Hi team - thank you so much for the amazing image for running containers.
I moved to Linux as my daily driver this year after I was lucky enough to stumble across Aurora. It just made so much sense to me as a newbie. After playing with that for a few months, I wanted to set up a server to run some services from home.
My appreciation:
UCore is set up so well for beginners, with everything I have needed already installed. And the best thing from a noob perspective … I can’t screw it up.
I see posts all the time in other Linux forums and reddit, where some beginner has installed this or that service and suddenly nothing works.

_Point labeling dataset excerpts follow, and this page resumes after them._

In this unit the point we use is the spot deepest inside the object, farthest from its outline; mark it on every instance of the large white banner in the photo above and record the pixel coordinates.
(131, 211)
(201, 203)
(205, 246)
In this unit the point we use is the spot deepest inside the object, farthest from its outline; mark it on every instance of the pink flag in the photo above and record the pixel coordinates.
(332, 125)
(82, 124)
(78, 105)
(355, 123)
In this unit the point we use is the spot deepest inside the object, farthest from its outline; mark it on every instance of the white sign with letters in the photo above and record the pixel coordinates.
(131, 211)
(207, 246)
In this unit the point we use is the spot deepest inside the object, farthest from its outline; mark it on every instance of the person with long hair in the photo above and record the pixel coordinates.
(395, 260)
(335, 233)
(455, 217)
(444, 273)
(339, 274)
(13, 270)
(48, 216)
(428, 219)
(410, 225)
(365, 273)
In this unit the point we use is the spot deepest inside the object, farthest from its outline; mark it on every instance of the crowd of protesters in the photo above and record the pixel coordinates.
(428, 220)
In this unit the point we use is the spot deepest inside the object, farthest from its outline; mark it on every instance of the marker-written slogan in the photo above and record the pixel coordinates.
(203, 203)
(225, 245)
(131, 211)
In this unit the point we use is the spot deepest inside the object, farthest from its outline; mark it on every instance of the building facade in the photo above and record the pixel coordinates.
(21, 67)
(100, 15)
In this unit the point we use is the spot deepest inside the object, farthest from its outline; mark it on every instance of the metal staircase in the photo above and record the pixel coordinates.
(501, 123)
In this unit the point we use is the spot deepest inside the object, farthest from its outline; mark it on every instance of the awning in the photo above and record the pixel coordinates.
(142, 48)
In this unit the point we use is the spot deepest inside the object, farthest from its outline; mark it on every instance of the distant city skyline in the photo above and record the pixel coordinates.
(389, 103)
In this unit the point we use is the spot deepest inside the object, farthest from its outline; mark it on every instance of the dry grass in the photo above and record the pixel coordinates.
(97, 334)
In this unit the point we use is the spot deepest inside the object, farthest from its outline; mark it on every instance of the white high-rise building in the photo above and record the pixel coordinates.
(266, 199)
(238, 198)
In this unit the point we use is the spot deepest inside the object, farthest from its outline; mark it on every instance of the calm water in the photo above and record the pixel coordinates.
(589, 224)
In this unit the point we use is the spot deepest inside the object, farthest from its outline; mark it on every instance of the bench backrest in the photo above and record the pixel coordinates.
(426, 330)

I can’t tell you how relaxing it is as a beginner to be using this, knowing that the hard work is already done for me and it’s just going to keep working and stay up to date. (And that my root partition is immutable and cannot be messed with by me 
)
Newbie tip for Podman volume permissions
If you simply copy in a docker-compose.yml file and start a container, most of the time you’ll find that the volumes are set up with some random UID and group ID, and you can’t access them from your core user account. This is something to do with rootless Podman and possibly SELinux.
This took me some days to figure out how to fix it, which I think will help other beginners at the start.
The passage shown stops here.